Introduction

The formation of molecular clouds (MCs) from the diffuse interstellar gas is a necessary step for star formation, as young stars invariably occur within them. However, the mechanisms controlling the formation of MCs remain controversial. In this contribution, we focus on their formation in compressive flows driven by interstellar turbulence and large-scale gravitational instability.

Turbulent compression driven by supernovae appears insufficient to explain the bulk of cloud and star formation. Rather, gravity must be important at all scales, driving the compressive flows that form both clouds and cores. Cooling and thermal instability allow the formation of dense gas out of moderate, transonic compressions in the warm diffuse gas and drive turbulence into the dense clouds. MCs may be produced by an overshoot beyond the thermal-pressure equilibrium between the cold and the warm phases of atomic gas, caused by some combination of the ram pressure of compression and the self-gravity of the compressed gas.

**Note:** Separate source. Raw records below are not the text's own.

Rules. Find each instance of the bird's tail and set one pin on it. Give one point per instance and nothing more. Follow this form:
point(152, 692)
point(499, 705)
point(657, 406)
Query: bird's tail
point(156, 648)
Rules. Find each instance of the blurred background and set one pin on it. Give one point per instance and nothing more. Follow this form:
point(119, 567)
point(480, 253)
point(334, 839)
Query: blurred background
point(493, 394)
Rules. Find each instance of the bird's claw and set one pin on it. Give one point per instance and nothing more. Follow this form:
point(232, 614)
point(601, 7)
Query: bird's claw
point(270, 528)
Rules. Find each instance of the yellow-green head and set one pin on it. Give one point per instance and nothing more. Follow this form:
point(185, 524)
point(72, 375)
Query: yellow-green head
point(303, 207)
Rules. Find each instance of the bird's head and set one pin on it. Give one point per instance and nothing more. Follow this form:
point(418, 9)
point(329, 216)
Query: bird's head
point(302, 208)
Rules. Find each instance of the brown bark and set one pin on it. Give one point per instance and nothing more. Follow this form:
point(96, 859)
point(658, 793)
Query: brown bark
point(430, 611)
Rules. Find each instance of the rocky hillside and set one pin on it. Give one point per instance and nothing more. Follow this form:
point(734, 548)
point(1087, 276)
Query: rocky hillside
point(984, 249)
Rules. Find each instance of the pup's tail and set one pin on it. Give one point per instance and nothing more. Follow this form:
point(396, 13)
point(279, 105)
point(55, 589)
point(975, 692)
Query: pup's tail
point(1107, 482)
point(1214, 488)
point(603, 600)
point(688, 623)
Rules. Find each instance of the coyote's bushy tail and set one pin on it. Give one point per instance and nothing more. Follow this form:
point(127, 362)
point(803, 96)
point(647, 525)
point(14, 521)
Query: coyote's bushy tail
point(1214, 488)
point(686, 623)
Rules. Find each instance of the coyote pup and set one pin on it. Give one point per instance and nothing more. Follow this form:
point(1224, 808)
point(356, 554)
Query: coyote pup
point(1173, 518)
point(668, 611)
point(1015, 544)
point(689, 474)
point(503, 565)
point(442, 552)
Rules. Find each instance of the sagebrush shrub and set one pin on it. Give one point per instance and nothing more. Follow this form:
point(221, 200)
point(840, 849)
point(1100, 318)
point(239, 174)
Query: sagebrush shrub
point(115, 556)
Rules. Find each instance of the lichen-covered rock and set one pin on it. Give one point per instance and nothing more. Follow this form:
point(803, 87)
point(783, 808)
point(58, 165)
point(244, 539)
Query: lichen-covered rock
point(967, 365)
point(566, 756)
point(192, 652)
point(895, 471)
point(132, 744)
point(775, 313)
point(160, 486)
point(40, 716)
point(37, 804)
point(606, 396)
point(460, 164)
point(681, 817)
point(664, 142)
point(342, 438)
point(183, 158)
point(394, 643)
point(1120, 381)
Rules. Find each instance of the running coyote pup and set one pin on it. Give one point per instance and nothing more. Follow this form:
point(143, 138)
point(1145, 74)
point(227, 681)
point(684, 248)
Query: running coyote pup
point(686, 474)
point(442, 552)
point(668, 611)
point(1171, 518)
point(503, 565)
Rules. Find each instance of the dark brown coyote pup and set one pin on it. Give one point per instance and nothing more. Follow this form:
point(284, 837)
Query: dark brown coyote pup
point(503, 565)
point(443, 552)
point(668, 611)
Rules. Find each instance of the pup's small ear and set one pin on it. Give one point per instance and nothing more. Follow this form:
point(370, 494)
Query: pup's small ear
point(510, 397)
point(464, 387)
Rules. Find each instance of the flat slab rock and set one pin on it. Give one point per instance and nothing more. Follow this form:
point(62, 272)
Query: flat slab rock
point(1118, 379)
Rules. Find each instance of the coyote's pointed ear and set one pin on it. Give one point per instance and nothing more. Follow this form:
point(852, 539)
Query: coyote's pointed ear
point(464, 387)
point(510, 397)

In this case, properties of the clouds such as their mass, mass-to-magnetic flux ratio, and total kinetic and gravitational energies are in general time-variable quantities. MCs may never enter a quasi-equilibrium or virial equilibrium state but rather continuously collapse to stars. Gravitationally collapsing clouds exhibit a pseudo-virial energy balance |Egrav|~2Ekin, which, however, is representative of contraction rather than of virial equilibrium in this case. However, compression-driven cloud and core formation still involves significant delays as additional material accretes, leading to lifetimes longer than the free-fall time.